Entre 1965 et 1975, des milliers de femmes et de jeunes filles inuit du Groenland se sont vues poser un stérilet sans leur consentement ou celui de leurs parents, voire parfois sans même avoir été averties de cette démarche.
Cette pratique visait à contrôler la natalité sur l’île. On estime à 4 500 le nombre de femmes et d’adolescentes à avoir subi cette contraception forcée, soit la moitié des femmes en âge de procréer de l’île. Les plus jeunes avaient seulement treize ans au moment des faits.
Le scandale avait éclaté en 2022, notamment avec le témoignage de Naja Lyberth dans les pages du magazine groenlandais Arnanut où elle racontait comment, alors qu’elle n’avait que 14 ans, elle et ses camarades de classe avaient été envoyées à l’hôpital pour la pose d’un stérilet. Sans y consentir et sans que ses parents n’en soient informés. Aujourd’hui âgée de 60 ans, cette psychologue établie à Nuuk exige une compensation financière au gouvernement danois. Elle est rejointe par 66 autres femmes qui ont envoyé le 2 octobre dernier une lettre à la Première ministre danoise, Mette Frederiksen. Elles réclament un montant de 300 000 DKK (environ 40 000 euros) pour chacun d’entre elles à titre de réparation du préjudice subi, soit un total de plus de 20 millions DKK (plus de 2,5 millions d’euros).
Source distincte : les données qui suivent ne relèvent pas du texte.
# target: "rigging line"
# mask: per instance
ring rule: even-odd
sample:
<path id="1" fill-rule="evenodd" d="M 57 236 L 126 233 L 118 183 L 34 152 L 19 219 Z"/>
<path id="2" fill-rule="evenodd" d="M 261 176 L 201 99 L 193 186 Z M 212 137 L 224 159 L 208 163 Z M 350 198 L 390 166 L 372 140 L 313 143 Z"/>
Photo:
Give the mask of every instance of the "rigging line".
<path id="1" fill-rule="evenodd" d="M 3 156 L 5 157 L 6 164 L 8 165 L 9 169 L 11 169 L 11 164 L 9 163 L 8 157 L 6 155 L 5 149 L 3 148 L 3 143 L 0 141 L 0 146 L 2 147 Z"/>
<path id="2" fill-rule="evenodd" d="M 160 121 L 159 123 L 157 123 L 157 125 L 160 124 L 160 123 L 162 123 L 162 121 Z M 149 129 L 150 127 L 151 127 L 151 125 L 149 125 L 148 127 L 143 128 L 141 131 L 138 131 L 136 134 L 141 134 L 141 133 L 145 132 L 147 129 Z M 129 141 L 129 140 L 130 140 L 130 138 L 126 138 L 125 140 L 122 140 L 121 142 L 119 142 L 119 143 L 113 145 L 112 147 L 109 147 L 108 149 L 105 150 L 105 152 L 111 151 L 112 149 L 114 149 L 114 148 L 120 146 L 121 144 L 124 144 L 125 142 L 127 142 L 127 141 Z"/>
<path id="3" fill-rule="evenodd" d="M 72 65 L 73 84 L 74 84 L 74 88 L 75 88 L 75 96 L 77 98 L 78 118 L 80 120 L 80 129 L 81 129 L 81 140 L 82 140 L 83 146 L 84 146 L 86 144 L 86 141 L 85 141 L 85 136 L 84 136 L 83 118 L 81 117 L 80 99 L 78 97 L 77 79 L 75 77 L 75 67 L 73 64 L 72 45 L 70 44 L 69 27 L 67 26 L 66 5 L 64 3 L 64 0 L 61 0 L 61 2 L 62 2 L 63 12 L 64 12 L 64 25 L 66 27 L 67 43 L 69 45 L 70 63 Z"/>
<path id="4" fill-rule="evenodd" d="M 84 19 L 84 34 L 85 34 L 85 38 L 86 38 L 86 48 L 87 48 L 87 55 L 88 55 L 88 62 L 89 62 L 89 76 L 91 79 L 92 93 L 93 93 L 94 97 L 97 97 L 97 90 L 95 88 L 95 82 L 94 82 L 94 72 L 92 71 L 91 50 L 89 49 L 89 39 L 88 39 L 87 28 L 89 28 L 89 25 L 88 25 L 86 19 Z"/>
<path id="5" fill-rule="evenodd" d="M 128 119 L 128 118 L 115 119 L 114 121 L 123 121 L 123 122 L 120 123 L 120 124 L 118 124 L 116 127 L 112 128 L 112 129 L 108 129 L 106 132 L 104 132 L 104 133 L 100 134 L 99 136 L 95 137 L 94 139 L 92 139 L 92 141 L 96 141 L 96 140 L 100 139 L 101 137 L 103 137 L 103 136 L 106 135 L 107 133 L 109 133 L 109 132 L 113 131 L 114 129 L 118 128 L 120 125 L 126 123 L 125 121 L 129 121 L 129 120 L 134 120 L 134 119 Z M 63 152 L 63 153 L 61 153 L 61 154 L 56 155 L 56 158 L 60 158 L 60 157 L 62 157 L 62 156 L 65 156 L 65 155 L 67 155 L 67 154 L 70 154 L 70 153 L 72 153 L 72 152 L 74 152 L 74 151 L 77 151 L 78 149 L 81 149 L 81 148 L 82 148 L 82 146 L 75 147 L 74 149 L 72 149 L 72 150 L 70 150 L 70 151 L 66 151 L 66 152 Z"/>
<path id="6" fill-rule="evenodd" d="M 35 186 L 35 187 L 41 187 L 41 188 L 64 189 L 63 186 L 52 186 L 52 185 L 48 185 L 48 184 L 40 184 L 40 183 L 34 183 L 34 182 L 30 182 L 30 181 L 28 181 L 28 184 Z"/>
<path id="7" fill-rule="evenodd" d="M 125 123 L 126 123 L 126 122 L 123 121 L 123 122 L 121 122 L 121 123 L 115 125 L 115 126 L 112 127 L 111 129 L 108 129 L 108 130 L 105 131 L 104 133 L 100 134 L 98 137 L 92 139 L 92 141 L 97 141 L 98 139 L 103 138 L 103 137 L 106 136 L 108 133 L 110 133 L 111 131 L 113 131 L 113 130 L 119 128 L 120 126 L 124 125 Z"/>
A défaut, une action en justice pourrait être lancée.
Une commission d’enquête, mise en place par les gouvernements groenlandais et danois, s’est saisie de l’affaire en mai dernier, mais ne devrait pas rendre ses conclusions avant 2025. C’est beaucoup trop long pour les femmes : « Nous ne voulons pas attendre les résultats de l’enquête », a récemment déclaré Mme Lyberth à l’AFP. « Nous vieillissons, les plus âgées d’entre nous, qui ont eu stérilet dans les années 60, sont nées dans les années 40 et approchent des 80 ans. Nous voulons agir maintenant. »
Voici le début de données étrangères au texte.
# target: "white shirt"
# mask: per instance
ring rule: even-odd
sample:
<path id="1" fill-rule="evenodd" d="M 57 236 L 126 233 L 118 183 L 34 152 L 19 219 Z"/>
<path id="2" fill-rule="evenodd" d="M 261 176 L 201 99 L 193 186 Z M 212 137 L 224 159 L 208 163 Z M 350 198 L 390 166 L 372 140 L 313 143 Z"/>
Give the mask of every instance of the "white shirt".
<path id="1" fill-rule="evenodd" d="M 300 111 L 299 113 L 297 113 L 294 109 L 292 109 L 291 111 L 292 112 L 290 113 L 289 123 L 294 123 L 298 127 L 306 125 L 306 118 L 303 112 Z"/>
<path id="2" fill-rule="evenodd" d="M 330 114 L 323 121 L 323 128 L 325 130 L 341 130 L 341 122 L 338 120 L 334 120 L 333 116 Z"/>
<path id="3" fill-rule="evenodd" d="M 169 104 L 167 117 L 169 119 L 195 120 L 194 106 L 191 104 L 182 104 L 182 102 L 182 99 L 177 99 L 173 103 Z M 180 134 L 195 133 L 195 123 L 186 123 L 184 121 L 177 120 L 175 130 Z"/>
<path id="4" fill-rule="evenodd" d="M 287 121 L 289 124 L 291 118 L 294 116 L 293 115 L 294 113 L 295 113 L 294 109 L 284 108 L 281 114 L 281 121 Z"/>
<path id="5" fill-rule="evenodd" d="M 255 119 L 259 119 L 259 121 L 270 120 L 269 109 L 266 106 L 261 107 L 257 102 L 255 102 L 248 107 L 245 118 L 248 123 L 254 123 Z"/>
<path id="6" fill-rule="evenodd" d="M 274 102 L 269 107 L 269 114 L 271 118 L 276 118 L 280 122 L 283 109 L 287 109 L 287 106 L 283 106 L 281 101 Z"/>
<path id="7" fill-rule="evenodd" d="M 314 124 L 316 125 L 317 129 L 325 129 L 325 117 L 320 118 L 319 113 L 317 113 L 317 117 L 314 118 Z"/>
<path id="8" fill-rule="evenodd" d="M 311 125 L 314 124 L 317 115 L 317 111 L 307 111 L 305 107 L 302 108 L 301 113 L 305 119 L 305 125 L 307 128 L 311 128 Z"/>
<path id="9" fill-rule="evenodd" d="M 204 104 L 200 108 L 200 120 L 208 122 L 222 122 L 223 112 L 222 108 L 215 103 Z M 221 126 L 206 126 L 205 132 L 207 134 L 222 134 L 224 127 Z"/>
Selon les estimations du gouvernement du Groenland, à la fin de l’année 1969, soit à peine quatre ans après le début du programme, 35% des femmes en âge de procréer auraient été équipées d’un dispositif intra-utérin (DIU). Les stérilets étaient posés par des médecins danois, dans le cadre d’un projet de réduction de la natalité de l’île dirigé par le gouvernement danois alors même que le Groenland avait cessé d’être une colonie du Danemark en 1953.
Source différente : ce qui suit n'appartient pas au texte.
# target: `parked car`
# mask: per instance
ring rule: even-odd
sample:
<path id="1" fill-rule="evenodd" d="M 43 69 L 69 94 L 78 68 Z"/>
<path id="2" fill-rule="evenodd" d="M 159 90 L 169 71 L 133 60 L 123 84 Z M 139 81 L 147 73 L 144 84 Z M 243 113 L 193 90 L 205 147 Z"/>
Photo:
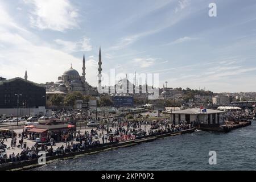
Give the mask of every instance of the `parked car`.
<path id="1" fill-rule="evenodd" d="M 33 122 L 33 121 L 35 122 L 38 121 L 38 117 L 35 116 L 31 116 L 27 119 L 27 121 L 28 122 Z"/>
<path id="2" fill-rule="evenodd" d="M 12 119 L 13 119 L 13 118 L 8 118 L 8 119 L 6 119 L 4 120 L 3 122 L 10 122 L 10 121 L 11 121 L 11 120 L 12 120 Z"/>
<path id="3" fill-rule="evenodd" d="M 26 120 L 26 119 L 25 118 L 19 118 L 19 122 L 20 122 L 20 121 L 27 121 L 27 120 Z"/>
<path id="4" fill-rule="evenodd" d="M 89 127 L 96 127 L 97 126 L 98 124 L 95 121 L 89 121 L 87 123 L 87 126 Z"/>
<path id="5" fill-rule="evenodd" d="M 38 119 L 39 121 L 45 121 L 45 120 L 49 120 L 49 118 L 47 117 L 46 116 L 42 116 L 39 119 Z"/>
<path id="6" fill-rule="evenodd" d="M 15 118 L 14 118 L 13 119 L 9 120 L 9 122 L 17 122 L 17 121 L 18 121 L 18 119 Z"/>
<path id="7" fill-rule="evenodd" d="M 38 122 L 26 122 L 25 123 L 25 126 L 31 126 L 31 125 L 38 125 L 39 123 Z"/>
Si la pratique est supposée avoir pris fin dans les années 1970, la réalité tend à prouver que la pose de stérilet sans le consentement de la patiente a perduré au-delà. Une jeune femme déclarait ainsi récemment à la BBC qu’un contraceptif lui avait été injecté en 2014 sans son consentement.
La pose d’un stérilet, ou l’administration de tout autre moyen de contraception, sans le consentement de la patiente, ou de ses représentants légaux si elle est mineure, est une pratique parfaitement illégale et constitue une violation des droits humains fondamentaux.
En plus des conséquences sur la santé mentale, les stérilets posés ont eu dans certains cas d’importantes répercussions sur la santé et la fertilité, allant parfois jusqu’à l’ablation de l’utérus. Le suivi médical, pourtant nécessaire dans le cadre de ce type de contraception, était lacunaire. Douleurs abdominales, infections, troubles de la fertilité sont devenus le lot de nombreuses femmes. En outre, certaines jeunes femmes et adolescentes se sont retrouvées avec des stérilets normalement destinées à des femmes adultes ayant déjà accouché. Ces dispositifs, inadaptés à leur corps, ont entraîné de violentes douleurs dont plusieurs d’entre elles se souviennent encore des décennies plus tard.
Cette campagne de stérilisation avait débuté dans les années 1960 avec pour but de diminuer la natalité au Groenland, notamment pour des raisons économiques. Limiter le nombre de naissances c’était limiter le nombre d’enfants dans les garderies, les écoles et les établissements de santé et donc le coût correspondant. La révélation de cette affaire avait suscité l’indignation au sein de la société groenlandaise et à l’international.